Defne Sarısoy: Ermeni tasarılarını bertaraf edebilmek yönünde Türk lobi faaliyetleri ne şekilde yürütülüyor? Bu tasarıların sık sık gündeme gelmesi lobi faaliyetlerinin yetersizliği ile ilişkilendirilebilir mi?

Tuna Köprülü: Aslında biz yanlış yerden yola çıktık. 1981-1982 yılında Ermeni tasarısı karşımıza geldiği zaman karşılıklı bir para alışverişi haline dönüştü. Yani Ermeniler, kendilerini tutan kişilere para yedirdiler. Türk hükümeti de para vererek iddiaları durdurmaya çalıştı. Bu yönde çok büyük paralar harcandı. Hatta bir keresinde, Türkiye’nin sorunlarına çözüm arayan, eski New York milletvekili Steven Solarz bana “Bu kadar parayı Ermeni tasarısına yatıracağınıza, Amerika’da kendinize iyi bir mevki bulun. Örneğin bir NATO ülkesi olarak, üçüncü dünya ülkelerinin kotalarından kendinizi kurtarın, o zaman göreceksiniz ki, büyük bir aşama yapacaksınız. Amerika’daki marketi elde edeceksiniz. O parayla herşeyi yaparsınız” demişti.

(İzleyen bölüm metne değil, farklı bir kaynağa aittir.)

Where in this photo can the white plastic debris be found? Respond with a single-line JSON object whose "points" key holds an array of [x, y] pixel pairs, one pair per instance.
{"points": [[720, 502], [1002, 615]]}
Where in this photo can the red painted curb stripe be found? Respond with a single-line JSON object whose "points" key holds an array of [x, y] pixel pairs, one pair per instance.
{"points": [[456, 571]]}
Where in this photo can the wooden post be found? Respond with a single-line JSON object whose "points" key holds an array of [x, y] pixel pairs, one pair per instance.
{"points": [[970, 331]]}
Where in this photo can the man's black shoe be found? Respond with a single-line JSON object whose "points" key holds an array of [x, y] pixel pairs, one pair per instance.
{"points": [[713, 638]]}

Artık hükümetin tüm bunları masaya döküp, tartışması ve her yıl aynı şeylerin tekrarlanmaması için; doğruları, yanlışları görüp tedbirini almak lazım.

Defne Sarısoy: Meslek yaşamınızda gazete haberlerine yansıttığınız birçok gelişmeye bizzat tanıklık ettiniz. Ama perde arkasında kalan bazı olaylar da vardır kuşkusuz. Haber haline getirip getirmemekte tereddüt ettiğiniz şeyler oldu mu?

Tuna Köprülü: Olmaz olur mu? Benim sansasyonel haber yaparak bir gazetenin manşetine çıkmak diye bir arzum yoktu. Daha doğrusu böyle bir sorunum yoktu. Zaten haberlerim hep manşetten girerdi. Fakat örneğin Turgut Özal, 1983 yılında Washington’dan geçerken, bir gün beraber oğlunun evinde oturduk, sohbet ettik. O gün bana ANAP’ı kuracağını anlattı. Ve her şeyin hazır olduğunu söyledi. Hatta ben kendisine “Askerler size bunu kurdurmazlar, ANAP’ı kurmak üzere yanınıza bir emekli asker alırsınız”, dediğim zaman, “hayır, almayacağım, fakat bütün bunları ancak seçim kanunu çıktığı zaman göreceğiz. Onun için o zamana kadar beklemedeyiz” dedi. Ve de ilave etti, ‘Aman Tuna, bunu yazmazsın değil mi?’ diye. . Ben de Turgut Bey’e dedim ki, ben dostlarımdan duyduğum ve dostlarım hakkındaki konularda haber yapacak olsam, bu işi bırakırım.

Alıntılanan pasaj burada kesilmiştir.